This work addresses a critical limitation of large language models (LLMs) in formal reasoning: their tendency to exhibit “semantic override” hallucinations when confronted with locally redefined semantics—such as custom logic gates or operators—due to overreliance on pretraining priors, thereby disregarding temporary definitions provided in prompts. The study formally defines and quantifies two error types, semantic override and assumption injection, and introduces a micro-benchmark comprising 30 logical and digital circuit reasoning tasks. Using validator-style trap tasks that encompass Boolean algebra and operator overloading, the authors evaluate model adherence to local semantic specifications. Experimental results reveal that mainstream LLMs consistently ignore contextual definitions, introduce undeclared assumptions, and omit critical constraints—even in simple tasks—highlighting fundamental shortcomings in their capacity for rigorous formal reasoning.

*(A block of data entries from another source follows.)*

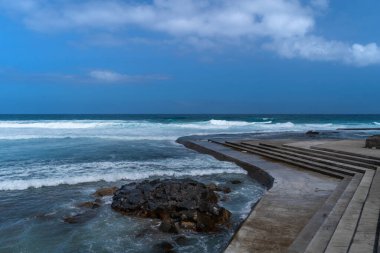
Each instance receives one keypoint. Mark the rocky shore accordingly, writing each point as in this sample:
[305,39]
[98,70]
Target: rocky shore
[181,204]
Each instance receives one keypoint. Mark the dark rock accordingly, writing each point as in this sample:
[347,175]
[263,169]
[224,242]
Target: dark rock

Large language models (LLMs) demonstrate strong performance on standard digital logic and Boolean reasoning tasks, yet their reliability under locally redefined semantics remains poorly understood. In many formal settings, such as circuit specifications, examinations, and hardware documentation, operators and components are explicitly redefined within narrow scope. Correct reasoning in these contexts requires models to temporarily suppress globally learned conventions in favor of prompt-local definitions. In this work, we study a systematic failure mode we term semantic override, in which an LLM reverts to its pretrained default interpretation of operators or gate behavior despite explicit redefinition in the prompt. We also identify a related class of errors, assumption injection, where models commit to unstated hardware semantics when critical details are underspecified, rather than requesting clarification. We introduce a compact micro-benchmark of 30 logic and digital-circuit reasoning tasks designed as verifier-style traps, spanning Boolean algebra, operator overloading, redefined gates, and circuit-level semantics. Evaluating three frontier LLMs, we observe persistent noncompliance with local specifications, confident but incompatible assumptions, and dropped constraints even in elementary settings. Our findings highlight a gap between surface-level correctness and specification-faithful reasoning, motivating evaluation protocols that explicitly test local unlearning and semantic compliance in formal domains.